Was beim Feiern zu beachten ist
Gesellige Abende unter freiem Himmel
- Feierliche Stimmung an warmen Tagen gehört für viele zum Sommer dazu.
- Foto: Lea Wölfle
- hochgeladen von Anne-Marie Glaser
Ortenau (lw) Laue Sommerabende, Grillfeste mit Freunden oder spontane Treffen im Park gehören für viele Menschen zur warmen Jahreszeit dazu. Doch auch beim Feiern unter freiem Himmel sind Rücksichtnahme und die Einhaltung der Ruhezeiten gefragt.
Rücksicht gefragt
„Auf Privatgrundstücken gilt generell die Nachtruhe ab 22 Uhr und hiermit einhergehend deutlich reduzierte Lärmpegel“, erklärt Marion Haid vom Amt für Verwaltungsmanagement und Koordinierung der Stadt Lahr. Auch in Kehl wird auf die gesetzlichen Ruhezeiten verwiesen. „Mit Beginn der Nachtruhezeit von 22 Uhr bis 6 Uhr ist bei allen Aktivitäten im Freien besondere Rücksichtnahme erforderlich, damit niemand gestört wird“, teilt Gabriele Dasch von der Stadt Kehl mit.

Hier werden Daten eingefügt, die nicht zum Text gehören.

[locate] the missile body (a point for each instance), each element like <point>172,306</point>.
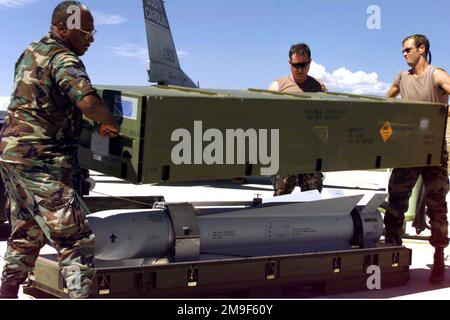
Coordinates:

Eine feste Sperrstunde für private Feiern im Freien gibt es jedoch nicht. Entscheidend ist vielmehr, ob andere Menschen durch Lärm beeinträchtigt werden. Eine feste Grenze, ab wann eine Feier zu laut wird, gibt es nicht. „Ob eine Ruhestörung vorliegt, hängt immer vom konkreten Einzelfall ab“, erklärt Marion Haid.
Gabriele Dasch von der Stadt Kehl weist darauf hin, dass eine Ruhestörung vorliegt, wenn „ein Verhalten oder Geräusch geeignet ist, die Ruhe von Anwohnern zu beeinträchtigen“. Die Bewertung der Situation erfolgt im Beschwerdefall durch Polizei oder Kommunalen Ordnungsdienst.
Örtliche Vorschriften
Wer nicht im eigenen Garten, sondern auf öffentlichen Flächen feiern möchte, sollte die örtlichen Vorschriften beachten. In Kehl ist das Grillen nur an ausgewiesenen Grillplätzen erlaubt. Das gilt auch für Einweggrills. Musik darf lediglich in einer Lautstärke abgespielt werden, die andere Besucher oder Anwohner nicht stört. Außerdem müssen öffentliche Plätze sauber hinterlassen werden.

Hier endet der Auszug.